此是萧承翊的心里话,吃一堑长一智,眼下于他而言,大周政事最为紧要。若他再纳人进宫,那必定慎之又慎,千万不能再重蹈覆辙。
没过几日,派人监视卢柳的侍卫回来禀报,卢柳病逝。
那日在金明池前把卢柳换回来,他便任其自生自灭,未免她再生事端,他令人暗中监视。
卢柳灰溜溜回到了自己的宅子,她妹妹卢芽离开太子府,回去照顾她。
期间,卢柳送了不下百来封信托卢芽送去太子府,交由黄三全转给他。他皆未拆开看,直接令黄三全烧了。
内容不看也能猜到,无非是托词借口罢了,即便她真心悔过,他也不会再重新纳她进府。
萧承翊端坐在龙椅上良久,人死如灯灭,他与卢柳的恩怨一笔勾销,最后派人送了一千两银子给卢芽,再派人拖商队送卢芽回乡,也算全了他与卢柳相识一场。
卢柳之死,萧承翊消沉了一段时日,身边伺候的宫人有眼力见,小心翼翼当差,生怕冲撞了他。
连朝中文武百官都察觉出萧承翊最近心情差,有事请奏无事退朝。
直到听说福柔皇贵妃,哦,太妃携子回宫,消沉了一段时日的皇宫终于焕发勃勃生机。
江晨曦携父子俩先去了宝慈殿拜见了太后。
一岁半多点的萧胤庭迈着小短腿,一步一步挪向太后,跪坐在蒲团上给太后磕头。
“胤庭叩见皇祖母,祝皇祖母福如东海、寿比南山。”
小崽子吐词清晰,一双黑眼珠咕噜噜转悠,模样俊俏活泼又讨人喜欢,逗得太后笑得合不拢嘴。
太后哪里舍得让小家伙跪着磕头,忙亲自上前抱起小家伙。
“太后,您快放他下来,别压到您。”江晨曦忙从旁搀扶,自己儿子养得敦实,抱在手上份量可不轻。
太后忙抱着小孙儿站稳,暗忖可真压手,嘴上狡辩,“哀家哪有那么娇贵,哀家的小孙儿岂会抱不动。
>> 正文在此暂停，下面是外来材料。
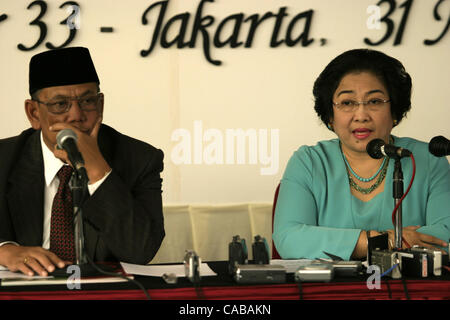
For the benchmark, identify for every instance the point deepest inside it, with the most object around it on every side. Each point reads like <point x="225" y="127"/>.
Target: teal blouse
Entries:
<point x="316" y="211"/>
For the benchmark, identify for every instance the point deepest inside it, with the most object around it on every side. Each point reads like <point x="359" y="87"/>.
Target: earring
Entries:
<point x="330" y="126"/>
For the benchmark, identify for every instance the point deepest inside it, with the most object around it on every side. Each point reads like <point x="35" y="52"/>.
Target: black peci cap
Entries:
<point x="61" y="67"/>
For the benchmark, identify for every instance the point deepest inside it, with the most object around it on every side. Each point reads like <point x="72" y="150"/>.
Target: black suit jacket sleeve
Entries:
<point x="123" y="218"/>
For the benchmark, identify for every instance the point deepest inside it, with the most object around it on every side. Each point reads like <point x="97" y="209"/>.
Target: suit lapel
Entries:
<point x="26" y="193"/>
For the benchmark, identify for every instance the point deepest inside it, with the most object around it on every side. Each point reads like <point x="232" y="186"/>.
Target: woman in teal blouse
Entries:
<point x="334" y="191"/>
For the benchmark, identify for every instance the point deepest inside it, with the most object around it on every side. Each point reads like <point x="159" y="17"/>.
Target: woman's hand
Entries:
<point x="412" y="237"/>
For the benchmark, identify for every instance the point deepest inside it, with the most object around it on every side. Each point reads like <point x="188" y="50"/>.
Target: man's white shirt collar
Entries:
<point x="51" y="164"/>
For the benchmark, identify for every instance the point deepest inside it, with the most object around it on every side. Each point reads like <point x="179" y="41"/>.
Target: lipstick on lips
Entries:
<point x="361" y="133"/>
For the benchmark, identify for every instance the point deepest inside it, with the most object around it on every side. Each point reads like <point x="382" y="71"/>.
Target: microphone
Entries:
<point x="378" y="149"/>
<point x="439" y="146"/>
<point x="67" y="140"/>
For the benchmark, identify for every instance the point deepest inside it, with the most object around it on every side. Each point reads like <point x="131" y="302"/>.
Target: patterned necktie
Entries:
<point x="61" y="229"/>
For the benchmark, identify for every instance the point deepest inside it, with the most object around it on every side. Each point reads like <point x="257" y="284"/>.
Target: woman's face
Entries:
<point x="356" y="126"/>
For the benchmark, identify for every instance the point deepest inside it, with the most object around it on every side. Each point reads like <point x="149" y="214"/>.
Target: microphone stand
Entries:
<point x="78" y="186"/>
<point x="398" y="194"/>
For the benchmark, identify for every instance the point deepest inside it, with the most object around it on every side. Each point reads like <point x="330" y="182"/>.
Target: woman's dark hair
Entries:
<point x="388" y="70"/>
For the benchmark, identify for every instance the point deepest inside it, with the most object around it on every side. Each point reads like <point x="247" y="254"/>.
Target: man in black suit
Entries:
<point x="123" y="218"/>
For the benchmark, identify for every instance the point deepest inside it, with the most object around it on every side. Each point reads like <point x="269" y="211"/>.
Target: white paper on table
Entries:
<point x="159" y="270"/>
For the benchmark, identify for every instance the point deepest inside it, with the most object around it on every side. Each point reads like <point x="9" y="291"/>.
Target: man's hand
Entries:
<point x="96" y="166"/>
<point x="29" y="260"/>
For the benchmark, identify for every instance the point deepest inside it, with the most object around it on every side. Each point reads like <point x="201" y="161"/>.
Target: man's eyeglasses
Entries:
<point x="59" y="106"/>
<point x="348" y="105"/>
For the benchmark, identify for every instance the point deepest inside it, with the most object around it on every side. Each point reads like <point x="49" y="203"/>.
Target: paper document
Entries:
<point x="159" y="270"/>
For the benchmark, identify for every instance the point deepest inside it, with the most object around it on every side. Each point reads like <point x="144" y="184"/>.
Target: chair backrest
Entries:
<point x="275" y="254"/>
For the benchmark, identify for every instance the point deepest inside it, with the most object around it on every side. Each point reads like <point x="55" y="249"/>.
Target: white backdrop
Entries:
<point x="174" y="94"/>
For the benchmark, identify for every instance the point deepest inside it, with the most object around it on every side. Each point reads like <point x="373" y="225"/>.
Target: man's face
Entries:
<point x="41" y="117"/>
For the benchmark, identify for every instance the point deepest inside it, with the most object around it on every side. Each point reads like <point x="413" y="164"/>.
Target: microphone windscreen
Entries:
<point x="439" y="146"/>
<point x="65" y="134"/>
<point x="373" y="148"/>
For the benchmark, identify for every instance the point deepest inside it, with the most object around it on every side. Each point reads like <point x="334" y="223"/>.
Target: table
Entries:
<point x="222" y="286"/>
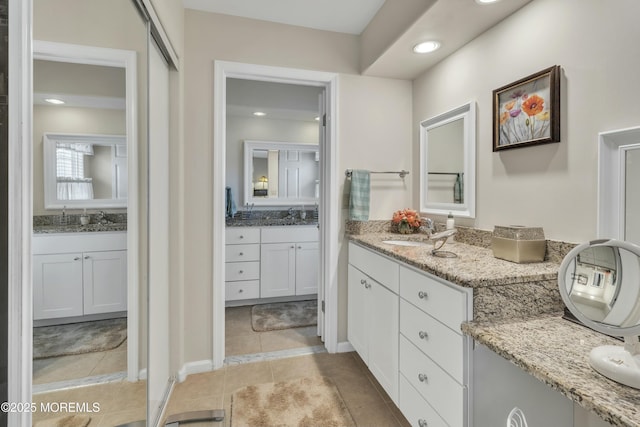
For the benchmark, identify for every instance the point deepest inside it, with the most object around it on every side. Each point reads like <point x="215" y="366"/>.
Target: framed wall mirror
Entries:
<point x="280" y="173"/>
<point x="85" y="171"/>
<point x="447" y="162"/>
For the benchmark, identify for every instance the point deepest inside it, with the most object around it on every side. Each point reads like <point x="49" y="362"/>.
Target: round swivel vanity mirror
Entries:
<point x="599" y="283"/>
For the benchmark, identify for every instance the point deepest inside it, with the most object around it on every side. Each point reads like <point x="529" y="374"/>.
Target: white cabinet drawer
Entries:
<point x="378" y="267"/>
<point x="244" y="289"/>
<point x="289" y="234"/>
<point x="242" y="235"/>
<point x="238" y="253"/>
<point x="442" y="302"/>
<point x="442" y="392"/>
<point x="415" y="409"/>
<point x="242" y="271"/>
<point x="440" y="343"/>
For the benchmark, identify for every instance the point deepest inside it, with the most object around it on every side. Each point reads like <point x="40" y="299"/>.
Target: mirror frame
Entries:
<point x="49" y="162"/>
<point x="249" y="146"/>
<point x="568" y="260"/>
<point x="467" y="113"/>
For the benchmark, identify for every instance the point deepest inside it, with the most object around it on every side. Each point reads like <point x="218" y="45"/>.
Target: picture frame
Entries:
<point x="527" y="112"/>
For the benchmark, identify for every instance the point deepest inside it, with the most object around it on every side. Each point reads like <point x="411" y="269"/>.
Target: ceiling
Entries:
<point x="453" y="23"/>
<point x="343" y="16"/>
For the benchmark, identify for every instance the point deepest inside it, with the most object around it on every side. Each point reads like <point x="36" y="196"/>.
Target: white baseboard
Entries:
<point x="194" y="368"/>
<point x="344" y="347"/>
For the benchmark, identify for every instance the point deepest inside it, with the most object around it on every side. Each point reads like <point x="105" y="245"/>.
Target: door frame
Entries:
<point x="329" y="228"/>
<point x="66" y="52"/>
<point x="611" y="180"/>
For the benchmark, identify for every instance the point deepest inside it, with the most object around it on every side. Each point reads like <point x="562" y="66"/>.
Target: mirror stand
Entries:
<point x="620" y="363"/>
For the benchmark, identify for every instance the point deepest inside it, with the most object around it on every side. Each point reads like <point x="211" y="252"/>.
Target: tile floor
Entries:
<point x="241" y="339"/>
<point x="368" y="404"/>
<point x="122" y="402"/>
<point x="64" y="368"/>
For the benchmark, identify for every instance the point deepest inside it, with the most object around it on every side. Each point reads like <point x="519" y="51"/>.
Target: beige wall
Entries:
<point x="383" y="132"/>
<point x="554" y="185"/>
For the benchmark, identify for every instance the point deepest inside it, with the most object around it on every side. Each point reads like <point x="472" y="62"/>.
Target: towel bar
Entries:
<point x="401" y="173"/>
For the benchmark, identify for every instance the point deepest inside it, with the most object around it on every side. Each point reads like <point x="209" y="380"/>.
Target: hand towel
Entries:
<point x="359" y="195"/>
<point x="230" y="204"/>
<point x="458" y="189"/>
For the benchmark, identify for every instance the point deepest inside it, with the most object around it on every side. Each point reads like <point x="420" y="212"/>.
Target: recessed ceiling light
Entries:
<point x="54" y="101"/>
<point x="426" y="47"/>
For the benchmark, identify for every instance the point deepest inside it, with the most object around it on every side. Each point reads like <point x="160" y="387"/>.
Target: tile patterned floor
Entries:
<point x="369" y="405"/>
<point x="62" y="368"/>
<point x="122" y="401"/>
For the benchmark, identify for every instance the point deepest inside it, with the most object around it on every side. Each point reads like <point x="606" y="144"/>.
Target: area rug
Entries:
<point x="284" y="315"/>
<point x="305" y="402"/>
<point x="68" y="421"/>
<point x="78" y="338"/>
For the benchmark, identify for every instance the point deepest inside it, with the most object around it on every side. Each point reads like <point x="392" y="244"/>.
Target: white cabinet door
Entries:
<point x="105" y="281"/>
<point x="383" y="329"/>
<point x="277" y="270"/>
<point x="307" y="261"/>
<point x="57" y="285"/>
<point x="358" y="312"/>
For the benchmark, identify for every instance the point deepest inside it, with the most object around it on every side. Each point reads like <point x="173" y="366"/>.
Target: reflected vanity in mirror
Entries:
<point x="85" y="171"/>
<point x="280" y="173"/>
<point x="599" y="283"/>
<point x="447" y="162"/>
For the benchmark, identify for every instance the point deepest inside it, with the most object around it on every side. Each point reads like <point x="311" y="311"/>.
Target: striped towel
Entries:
<point x="359" y="196"/>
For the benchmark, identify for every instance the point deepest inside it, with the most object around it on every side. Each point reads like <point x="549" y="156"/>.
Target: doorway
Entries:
<point x="328" y="209"/>
<point x="273" y="135"/>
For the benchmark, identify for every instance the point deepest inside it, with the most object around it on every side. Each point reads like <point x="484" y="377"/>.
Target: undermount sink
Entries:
<point x="404" y="243"/>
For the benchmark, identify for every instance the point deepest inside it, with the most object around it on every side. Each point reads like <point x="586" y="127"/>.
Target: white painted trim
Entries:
<point x="20" y="322"/>
<point x="345" y="347"/>
<point x="194" y="368"/>
<point x="329" y="204"/>
<point x="80" y="54"/>
<point x="610" y="222"/>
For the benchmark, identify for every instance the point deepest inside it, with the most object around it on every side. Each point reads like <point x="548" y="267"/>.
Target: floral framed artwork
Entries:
<point x="527" y="112"/>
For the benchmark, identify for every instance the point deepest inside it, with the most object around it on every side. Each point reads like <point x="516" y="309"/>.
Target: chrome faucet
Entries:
<point x="102" y="218"/>
<point x="428" y="224"/>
”
有了萧胤庭小孙儿,萧景在太后眼里就不香了,母子俩说了会话,之后便被太后打发走了。
太后把小家伙留在宫里住几日,江晨曦与萧景自然得回公主府。
萧胤庭不怕生,之前在青州,他就隔三差五换人陪他睡,盖因他被父亲嫌弃,不允他成天霸着娘亲。
出宫前,江晨曦特地把夏菊留下来,小崽子皮实,除了怕他爹外,第二个便是夏菊。
有夏菊镇压,想来不会出乱子,遂放心与萧景出宫。
二表姐江蕙兰与她好久没见,囔囔着等她回京一定要聚一聚。
马车里,萧景把江晨曦揽入怀里,“娘子不怕咱的儿子被人欺负?”
一朝天子一朝臣,魏炎被萧承翊调职去了甘州,镇守甘州去了,东华门新晋升的禁军头领不认识江晨曦,反复盘查了二人的令牌。